Maybe I'm just missing something, and if so I'd love to be corrected, but I feel like if you had 2 billion users on your app, operating costs of $80 billion would not be out of the question.

4 comments

In practice, a lot of people are just not compatible with anyone
On the second paragraph: That’s exactly how it worked originally. You can create composite embeddings, and then define some hybrid similarity measure to compute both physical proximity, sentiment of writing, and some categorical tags.
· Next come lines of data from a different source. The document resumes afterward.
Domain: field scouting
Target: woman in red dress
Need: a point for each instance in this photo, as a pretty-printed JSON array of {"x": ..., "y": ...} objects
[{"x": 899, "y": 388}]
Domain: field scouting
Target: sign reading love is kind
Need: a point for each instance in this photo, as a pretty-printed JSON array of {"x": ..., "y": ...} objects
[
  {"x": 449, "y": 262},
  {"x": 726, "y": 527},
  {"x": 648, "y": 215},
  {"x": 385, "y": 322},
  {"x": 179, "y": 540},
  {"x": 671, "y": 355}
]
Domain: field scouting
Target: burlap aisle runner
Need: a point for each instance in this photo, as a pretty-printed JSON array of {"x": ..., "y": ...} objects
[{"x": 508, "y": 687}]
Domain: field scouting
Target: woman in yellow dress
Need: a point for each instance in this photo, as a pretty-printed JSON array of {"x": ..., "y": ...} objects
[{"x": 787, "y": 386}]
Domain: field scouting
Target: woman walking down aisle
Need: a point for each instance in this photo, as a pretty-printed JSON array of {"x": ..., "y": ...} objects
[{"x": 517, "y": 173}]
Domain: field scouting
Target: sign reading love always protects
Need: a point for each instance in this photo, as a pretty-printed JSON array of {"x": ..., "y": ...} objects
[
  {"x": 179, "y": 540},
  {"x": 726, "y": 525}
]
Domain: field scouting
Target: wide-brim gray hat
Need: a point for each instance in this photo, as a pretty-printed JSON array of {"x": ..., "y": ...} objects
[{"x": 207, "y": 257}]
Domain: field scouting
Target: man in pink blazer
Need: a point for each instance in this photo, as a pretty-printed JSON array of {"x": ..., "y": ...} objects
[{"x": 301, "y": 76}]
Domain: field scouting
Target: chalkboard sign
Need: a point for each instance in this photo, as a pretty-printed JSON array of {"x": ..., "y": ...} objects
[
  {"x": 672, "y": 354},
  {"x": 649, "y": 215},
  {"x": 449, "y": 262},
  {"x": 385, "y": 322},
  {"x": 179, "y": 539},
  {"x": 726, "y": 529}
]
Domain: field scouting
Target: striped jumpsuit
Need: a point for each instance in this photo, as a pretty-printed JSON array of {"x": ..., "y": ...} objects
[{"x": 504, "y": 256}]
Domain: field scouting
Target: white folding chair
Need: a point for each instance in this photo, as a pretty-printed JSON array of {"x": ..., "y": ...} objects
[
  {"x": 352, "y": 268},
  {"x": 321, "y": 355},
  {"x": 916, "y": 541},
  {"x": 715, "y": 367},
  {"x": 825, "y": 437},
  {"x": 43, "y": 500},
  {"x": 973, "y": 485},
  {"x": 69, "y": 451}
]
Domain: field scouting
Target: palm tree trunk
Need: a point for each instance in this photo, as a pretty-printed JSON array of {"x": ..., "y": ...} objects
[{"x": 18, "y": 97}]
Coding it and experimenting with metrics, however, was much harder then. There was no Numba and I had to implement every experiment in C++, without JIT-ing: https://github.com/unum-cloud/usearch/releases/tag/v0.19.0

The problem space is much smaller than 1b. I’d be surprised if it was much larger than 10k when controlled for practical factors like proximity age etc.
On the last point: Somehow I haven’t even considered that :) Still, that’s just the RAM cost. The overall cluster would be much more expensive.